CRT emphasizes that formally colorblind laws can still have racially discriminatory outcomes and that race can intersect with other identities, such as gender and class, to produce complex combinations of power and advantage for white Americans, while denying power and advantages to Black Americans.


A few key tenets of Critical Race Theory include:


  1. Race is not biologically real but a social construct. Science refutes the idea of biological racial differences. In other words, whiteness is a made-up construct.
  2. Racism is a pervasive feature of society, embedded within systems and institutions, like the legal and banking system, that replicate racial inequality.
  3. Systemic racism bears primary responsibility for reproducing racial inequality.
  4. Claims of meritocracy or “colorblindness” are false.
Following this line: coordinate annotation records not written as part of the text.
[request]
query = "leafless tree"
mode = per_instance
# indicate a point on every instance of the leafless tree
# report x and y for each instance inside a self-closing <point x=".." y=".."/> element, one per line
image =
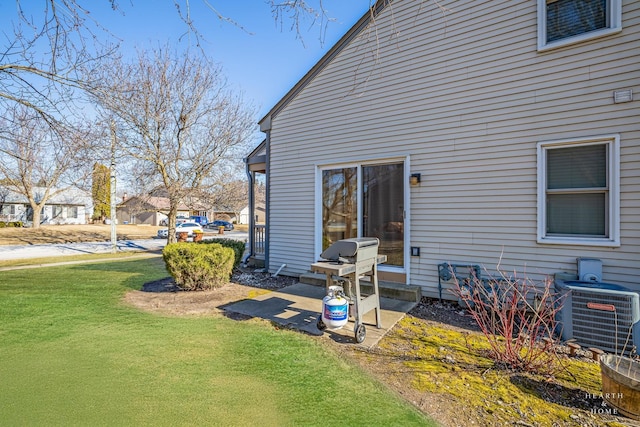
<point x="39" y="162"/>
<point x="176" y="118"/>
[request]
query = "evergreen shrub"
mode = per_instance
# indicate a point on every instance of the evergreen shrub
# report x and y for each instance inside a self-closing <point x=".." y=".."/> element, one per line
<point x="198" y="267"/>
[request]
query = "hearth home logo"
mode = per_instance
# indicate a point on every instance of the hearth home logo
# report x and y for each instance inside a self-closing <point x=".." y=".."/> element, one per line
<point x="603" y="408"/>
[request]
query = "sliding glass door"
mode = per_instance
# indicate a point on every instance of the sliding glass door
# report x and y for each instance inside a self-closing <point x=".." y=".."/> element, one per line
<point x="365" y="201"/>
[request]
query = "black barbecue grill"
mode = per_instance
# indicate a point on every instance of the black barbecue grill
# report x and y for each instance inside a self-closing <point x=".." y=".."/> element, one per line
<point x="345" y="261"/>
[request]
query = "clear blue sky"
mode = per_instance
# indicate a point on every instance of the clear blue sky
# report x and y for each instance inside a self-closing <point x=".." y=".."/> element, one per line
<point x="263" y="61"/>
Racism is often cloaked in terminology such as “mainstream,” “normal,” or “traditional” values or “neutral” policies, principles, or practices.
  5. Racist incidents or domestic terrorism are not aberrations or about a few “bad apples”, but instead are the continuous result of structural and systemic racism, which instills fear in the Black community.
  6. People’s everyday lives and the lived experiences of Black Americans, including those preserved through storytelling, must inform how systems need to be reconstructed.

In summary, race trumps wealth or systemic racism impedes Black Americans from reaching their full potential. As we encourage our community to focus on OneTransaction to close the wealth gap for their family, we must also focus on public policy changes that are needed to address systemic racism.